Otoritas yang dipercaya mampu mengawasi dan menindak "Ilegal Minning" sepertinya belum sesuai espektasi, mereka tidak berdaya oleh karena besarnya tekanan dan permintaan seseorang dan pihak tertentu. bahkan tidak sedikit sebuah perkampungan dijadikan sebagai area tambang. Di akhir tahun 2013 banyak sisa hasil pertambangan tak terdata bahkan kembali dijadikan komoditas eksport. Menurut undang undang pertambangan sisa hasil usaha pertambagan wajib diambil alih oleh pemerintah  selanjutnya bisa di lelang, namun hal itu tidak sesuai harapan.


Sisa galian dan  stock bauksit yang ditambang akhir tahun 2013 silam menjadi tumpukan tanah  tidak termanfaatkan, kita sebut saja seperti di pulau keling dan pulau sulung, seharusnya pasca tambang mereka wajib melakukan reklamasi, Pada bulan April 2019 Badan Nasional Penanggulangan Bencana (BNPB) merilis bahwa  bencana banjir dan tanah longsor di wilayah Prov. Bengkulu merenggut nyawa 29 orang korban dan 13 lainnya masih dinyatakan hilang, sementara 12.000 jiwa harus mengungsi. BNPB juga merilis bahwa penyebab terjadinya bencana adalah akibat kerusakan di kawasan hulu sungai yang merupakan daerah tangkapan air. Daerah itu rusak lantaran dipakai untuk pemukiman atau aktifiktas pertambangan.


Setiap kegiatan pertambangan pasti akan menimbulkan kerusakan lingkungan, tetapi hal tersebut telah diantisipasi oleh pemerintah dengan mewajibkan bagi pemegang konsesi untuk melakukan kegiatan reklamasi dan pasca tambang. Pada tahap Eksplorasi, pemegang konsesi pertambangan diwajibkan untuk melakukan Reklamasi terhadap lahan yang terganggu, sedangkan pada tahap Operasi Produksi diwajibkan untuk melakukan kegiatan Reklamasi serta Pasca Tambang terhadap lahan terganggu untuk metode / sistem penambangan terbuka maupun bawah tanah (undergroud).

Seperti diketahui, baru baru ini Kejaksaan Tinggi Kepri menetapkan dua kepala dinas sebagai tersangka penerbitan IUP OPK pengangkutan dan penjualan dengan modus izin peruntukan.

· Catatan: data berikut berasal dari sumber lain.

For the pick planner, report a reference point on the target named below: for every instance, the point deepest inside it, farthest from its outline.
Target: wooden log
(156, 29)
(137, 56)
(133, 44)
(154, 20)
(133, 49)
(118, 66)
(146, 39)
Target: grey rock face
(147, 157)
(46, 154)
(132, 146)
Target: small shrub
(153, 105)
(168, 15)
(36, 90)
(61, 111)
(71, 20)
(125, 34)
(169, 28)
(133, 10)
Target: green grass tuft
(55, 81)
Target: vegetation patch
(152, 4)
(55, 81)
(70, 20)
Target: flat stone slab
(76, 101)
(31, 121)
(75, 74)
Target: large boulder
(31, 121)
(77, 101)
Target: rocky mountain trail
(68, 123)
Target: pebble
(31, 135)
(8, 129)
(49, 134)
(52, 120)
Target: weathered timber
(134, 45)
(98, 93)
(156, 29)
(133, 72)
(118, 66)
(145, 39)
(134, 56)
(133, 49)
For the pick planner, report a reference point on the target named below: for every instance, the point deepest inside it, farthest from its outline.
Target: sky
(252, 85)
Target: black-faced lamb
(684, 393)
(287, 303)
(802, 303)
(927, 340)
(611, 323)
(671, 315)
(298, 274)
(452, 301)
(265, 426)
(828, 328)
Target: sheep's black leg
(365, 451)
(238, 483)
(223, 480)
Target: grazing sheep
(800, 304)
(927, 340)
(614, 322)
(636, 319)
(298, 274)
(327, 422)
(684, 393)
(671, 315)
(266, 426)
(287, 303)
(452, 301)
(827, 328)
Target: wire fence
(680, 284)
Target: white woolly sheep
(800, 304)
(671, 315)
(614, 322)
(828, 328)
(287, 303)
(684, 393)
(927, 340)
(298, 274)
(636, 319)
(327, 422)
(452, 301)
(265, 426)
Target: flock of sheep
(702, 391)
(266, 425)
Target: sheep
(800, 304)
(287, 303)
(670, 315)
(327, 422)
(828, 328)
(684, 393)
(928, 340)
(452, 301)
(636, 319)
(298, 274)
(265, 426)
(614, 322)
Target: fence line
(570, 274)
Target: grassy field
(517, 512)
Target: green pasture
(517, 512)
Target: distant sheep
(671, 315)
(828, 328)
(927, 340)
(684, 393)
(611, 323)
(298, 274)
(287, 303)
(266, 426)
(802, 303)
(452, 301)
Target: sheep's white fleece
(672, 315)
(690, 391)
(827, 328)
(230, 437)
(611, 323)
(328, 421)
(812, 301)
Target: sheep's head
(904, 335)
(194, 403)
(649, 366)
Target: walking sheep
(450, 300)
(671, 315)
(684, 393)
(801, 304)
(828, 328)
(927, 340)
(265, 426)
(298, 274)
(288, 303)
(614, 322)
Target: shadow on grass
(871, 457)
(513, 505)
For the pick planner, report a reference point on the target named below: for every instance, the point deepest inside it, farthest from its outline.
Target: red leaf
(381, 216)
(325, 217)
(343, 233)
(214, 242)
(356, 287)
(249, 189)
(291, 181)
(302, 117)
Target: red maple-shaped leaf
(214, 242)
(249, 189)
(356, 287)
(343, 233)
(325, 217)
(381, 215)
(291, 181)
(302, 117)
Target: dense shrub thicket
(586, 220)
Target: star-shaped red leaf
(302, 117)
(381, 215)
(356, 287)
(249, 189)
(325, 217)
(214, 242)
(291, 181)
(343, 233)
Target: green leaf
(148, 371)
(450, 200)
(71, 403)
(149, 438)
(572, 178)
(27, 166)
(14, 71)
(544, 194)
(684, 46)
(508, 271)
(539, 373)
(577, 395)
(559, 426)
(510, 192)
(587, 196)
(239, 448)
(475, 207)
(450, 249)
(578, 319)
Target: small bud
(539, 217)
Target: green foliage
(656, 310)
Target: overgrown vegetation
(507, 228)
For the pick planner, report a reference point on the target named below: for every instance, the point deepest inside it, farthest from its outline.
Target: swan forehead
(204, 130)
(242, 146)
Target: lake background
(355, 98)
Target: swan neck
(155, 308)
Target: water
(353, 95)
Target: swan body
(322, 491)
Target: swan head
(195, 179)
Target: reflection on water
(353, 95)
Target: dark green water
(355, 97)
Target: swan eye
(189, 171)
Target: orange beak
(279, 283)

Tidak hanya disitu, Kementrian Lingkungan Hidip dan Kehutanan (KLHK) menetapkan 19 perusahaan terindikasi sebagai penyebab kerusakan lingkungan di Kabupaten Bintan, namun hingga saat ini proses hukumnya tidak jelas, tidak satupun dari mereka yang ditetapkan sebagai tersangka pelaku pertambangan ilegal.

Sesuai izin peruntukan seharusnya ke 19 perusahaan tersebut bertangungjawab melakukan perbaikan lahan pasca Tambang (reklamasi) atau membuat usaha sesuai izin peruntukannya. Tumpukan bouksit/ stock file bekas galian beberapa perusahaan pertambangan bisa kita telusuri mulai dari Tanjung Moco, Senggarang, Dompak Laut, Wacopek bahkan ke Dabo Singkep dan Pulau Provos di Kabupaten Karimun


Seharusnya, semua perusahaan yang dipastikan tidak  beroperasi lagi, sisa stock file yang ada di ambil oleh pemerintah provinsi dan di lelang secara terbuka dan transparan. Saya berharap pemerintah dapat memberikan informasi yang jelas dan bertanggung jawab terkait 

Dana Jaminan Perbaikan Lingkungan (DJPL) dan Dana Konpensasi Terhadap Masyarakat/COD (DKTM). Apakah Dana tersebut masih tersimpan dengan aman dan baik..?

Sebagai pemerhati aktifis pertambangan di Kepri saya berpendapat kinerja Aparatur Pemerintahan tidak  berintegritas, mengurus reklamasi pasca tambang dan mengambil alih sisa stock bauksit saja sudah jelas diatur dalam udang undang tidak bisa mereka lakukan.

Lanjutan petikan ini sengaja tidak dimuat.